The other thing that’s very tricky on the web is that this very openness, this very thing that makes it work, allows people you disagree with to be there. I used to tell the story that the morning I discovered I was really a web researcher was when I was looking for an example for an article, and I decided to use a web article on the question of “how many cows are there in Texas?” because I knew I could get many different answers and I was working in Texas at the time. One of the pages that came up very early on — and this is before Google even existed — was a page that claimed that there are no cows in Texas, because they’ve been replaced by symbiotes put here by aliens from UFOs, and that’s why you should not eat meat. So it was a radical UFO-ollogist vegetarian website, 25 years ago now. I still to this day have no idea whether it was a joke or serious. But the web was open enough that someone like that could put it out.

If you want to get rid of that, or say violent extremists — maybe you ask ‘why do we allow terrorists to speak on the web?” — the problem is there’s no way to take off one set of voices without someone else being able to close off another. To the UFO folks, my beliefs were just as crazy as theirs seemed to me. Spaceships replacing cows would seem normal and I would be abnormal. So Tim Berners-Lee’s vision was to allow everybody to be able to get on, share, and let societies, communities, social mechanisms, dictate what would work and what would not work – the questions we ask in the emerging web science research area.

Is this year really the “25th anniversary” of the web?

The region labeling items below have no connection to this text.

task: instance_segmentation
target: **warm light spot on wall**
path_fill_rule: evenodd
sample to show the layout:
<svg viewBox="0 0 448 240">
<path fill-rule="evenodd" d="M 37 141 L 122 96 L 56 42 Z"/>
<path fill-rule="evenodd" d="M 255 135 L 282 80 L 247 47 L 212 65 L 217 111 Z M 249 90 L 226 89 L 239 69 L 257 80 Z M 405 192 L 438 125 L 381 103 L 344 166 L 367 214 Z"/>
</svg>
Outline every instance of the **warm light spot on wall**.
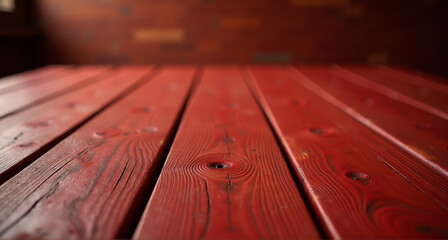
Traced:
<svg viewBox="0 0 448 240">
<path fill-rule="evenodd" d="M 134 30 L 134 41 L 138 43 L 149 42 L 182 42 L 185 32 L 182 29 L 154 29 L 140 28 Z"/>
<path fill-rule="evenodd" d="M 221 18 L 220 25 L 223 28 L 229 29 L 257 29 L 260 27 L 260 19 L 250 17 L 224 17 Z"/>
<path fill-rule="evenodd" d="M 389 60 L 389 54 L 386 52 L 377 52 L 369 55 L 370 64 L 386 64 Z"/>
<path fill-rule="evenodd" d="M 350 4 L 350 0 L 291 0 L 291 3 L 301 7 L 341 7 Z"/>
<path fill-rule="evenodd" d="M 15 8 L 14 0 L 0 0 L 0 11 L 13 12 Z"/>
</svg>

It’s interesting how August 2016 suddenly become this date that was magically the 25th anniversary of the web. The problem with any technology is — what do you date it to? Tim Berners-Lee likes to give 1989 as the start of the web. That’s when the first document using that name was published and got people excited. A lot of people use 1991 because that’s when the code became available that was most sharable. A date that a lot of other people use is 1993, because that’s when Mosaic browser (that led to Netscape, that led to Firefox and Chrome and all these other browsers we use nowadays) came out. As another example, I was one of the researchers who created something called the semantic web, and that work started in the late ’90s and was first brought to public attention in the late ’90s but is usually dated to an article that Tim and I and another colleague wrote that was in Scientific American in 2001. So these anniversaries of technology are always hard to get a handle on. But most people in the web believe that ’89 is really when we should celebrate the start of the web, and spring of ‘91 as really the start of web development.